Wetenschappers van de universiteit van Californië hebben een theorie ontwikkeld die stelt dat een supergeleidende kabel niet over zijn volledige lengte supergekoeld hoeft te worden: het koelen van delen van de kabel zou voldoende zijn.
Supergeleidende kabels bieden geen weerstand aan de beweging van elektronen, waardoor de elektrische weerstand van de kabels nul wordt. De conventionele werkwijze om supergeleiding te realiseren is het koelen van de gehele kabel tot enkele graden boven het absolute nulpunt.
De Californische onderzoekers stellen echter dat het gedeeltelijk koelen van de kabel voldoende is. Volgens de theorie zou het koelen van de kabel op een dergelijke 'intervalbasis' al supergeleiding mogelijk maken: mits de kabel zeer schoon is, zorgt de elektronenstroom ervoor dat de temperatuur over de volledige lengte van de kabel onder de kritische temperatuur blijft.

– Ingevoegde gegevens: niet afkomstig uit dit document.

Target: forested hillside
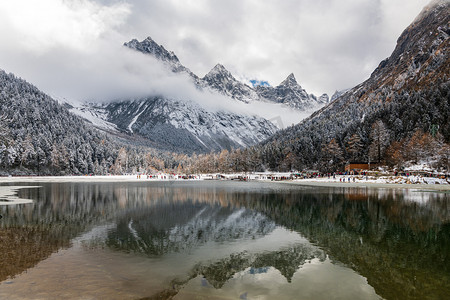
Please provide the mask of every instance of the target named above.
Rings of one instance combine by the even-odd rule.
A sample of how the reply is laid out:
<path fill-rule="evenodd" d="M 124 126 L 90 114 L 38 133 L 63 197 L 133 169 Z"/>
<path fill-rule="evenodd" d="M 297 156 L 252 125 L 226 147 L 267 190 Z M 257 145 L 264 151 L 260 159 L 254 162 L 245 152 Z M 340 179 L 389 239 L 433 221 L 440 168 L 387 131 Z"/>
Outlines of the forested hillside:
<path fill-rule="evenodd" d="M 448 169 L 450 9 L 434 1 L 370 78 L 254 150 L 270 169 L 341 169 L 348 161 Z"/>
<path fill-rule="evenodd" d="M 35 86 L 0 70 L 0 175 L 156 172 L 187 159 L 108 137 Z"/>

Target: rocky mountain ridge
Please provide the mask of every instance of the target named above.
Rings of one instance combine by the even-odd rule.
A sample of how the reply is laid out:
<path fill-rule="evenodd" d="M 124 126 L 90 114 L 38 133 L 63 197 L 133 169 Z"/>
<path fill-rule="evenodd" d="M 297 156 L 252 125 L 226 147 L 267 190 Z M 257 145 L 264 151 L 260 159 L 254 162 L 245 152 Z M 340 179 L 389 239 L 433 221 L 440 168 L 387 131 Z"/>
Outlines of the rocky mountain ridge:
<path fill-rule="evenodd" d="M 326 94 L 323 94 L 320 97 L 308 94 L 297 83 L 294 74 L 290 74 L 275 88 L 270 86 L 250 87 L 237 80 L 221 64 L 217 64 L 203 78 L 199 78 L 188 68 L 183 66 L 173 52 L 169 52 L 164 46 L 158 45 L 151 37 L 147 37 L 142 42 L 133 39 L 124 45 L 164 61 L 173 72 L 185 72 L 189 74 L 197 87 L 201 89 L 210 89 L 245 103 L 252 101 L 274 102 L 304 111 L 323 106 L 329 101 L 329 97 Z"/>
<path fill-rule="evenodd" d="M 271 169 L 335 170 L 349 161 L 438 163 L 450 142 L 450 1 L 433 1 L 365 82 L 256 146 Z M 269 153 L 269 154 L 267 154 Z M 281 163 L 280 163 L 281 162 Z"/>

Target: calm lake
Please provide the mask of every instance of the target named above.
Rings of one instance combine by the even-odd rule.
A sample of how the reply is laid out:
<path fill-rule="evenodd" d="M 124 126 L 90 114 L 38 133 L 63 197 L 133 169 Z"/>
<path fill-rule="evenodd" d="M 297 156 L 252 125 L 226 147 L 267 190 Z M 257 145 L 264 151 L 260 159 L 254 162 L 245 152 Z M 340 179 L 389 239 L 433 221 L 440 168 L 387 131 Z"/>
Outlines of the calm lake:
<path fill-rule="evenodd" d="M 449 193 L 23 185 L 32 203 L 0 197 L 0 299 L 449 299 Z"/>

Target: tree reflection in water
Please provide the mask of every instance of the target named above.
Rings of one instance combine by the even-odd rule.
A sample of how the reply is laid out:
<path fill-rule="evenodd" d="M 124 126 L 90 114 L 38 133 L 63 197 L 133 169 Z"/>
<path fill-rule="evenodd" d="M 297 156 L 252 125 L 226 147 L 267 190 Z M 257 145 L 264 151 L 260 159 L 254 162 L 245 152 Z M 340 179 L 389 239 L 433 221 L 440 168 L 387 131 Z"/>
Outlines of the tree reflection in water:
<path fill-rule="evenodd" d="M 282 226 L 312 244 L 199 259 L 161 295 L 172 297 L 197 276 L 221 288 L 243 270 L 275 268 L 289 282 L 305 262 L 327 256 L 366 277 L 383 298 L 445 298 L 450 292 L 445 193 L 259 183 L 92 183 L 44 184 L 20 196 L 35 203 L 0 207 L 0 254 L 5 257 L 0 280 L 105 223 L 115 225 L 89 247 L 150 257 L 190 253 L 212 242 L 227 247 Z"/>

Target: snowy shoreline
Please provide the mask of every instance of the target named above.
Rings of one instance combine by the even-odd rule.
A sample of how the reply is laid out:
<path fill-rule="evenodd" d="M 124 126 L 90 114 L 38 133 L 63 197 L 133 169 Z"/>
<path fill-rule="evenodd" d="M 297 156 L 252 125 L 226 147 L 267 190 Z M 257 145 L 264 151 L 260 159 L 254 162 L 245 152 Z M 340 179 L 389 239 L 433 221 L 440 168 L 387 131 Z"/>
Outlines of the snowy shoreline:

Als voorbeeld gebruiken de Californiërs een materiaal met een kritische temperatuur van -193 graden Celsius. Wanneer dergelijk materiaal op sommige punten tot -253 graden wordt gekoeld, kan de rest van de kabel ongekoeld blijven. Er zijn minder supergekoelde punten nodig naarmate deze sterker gekoeld worden.
Het koelen van stukjes kabel tot nabij 0 Kelvin blijft overigens nog allesbehalve eenvoudig, reden voor de onderzoekers om hun eigen bevindingen niet te zeer te bejubelen.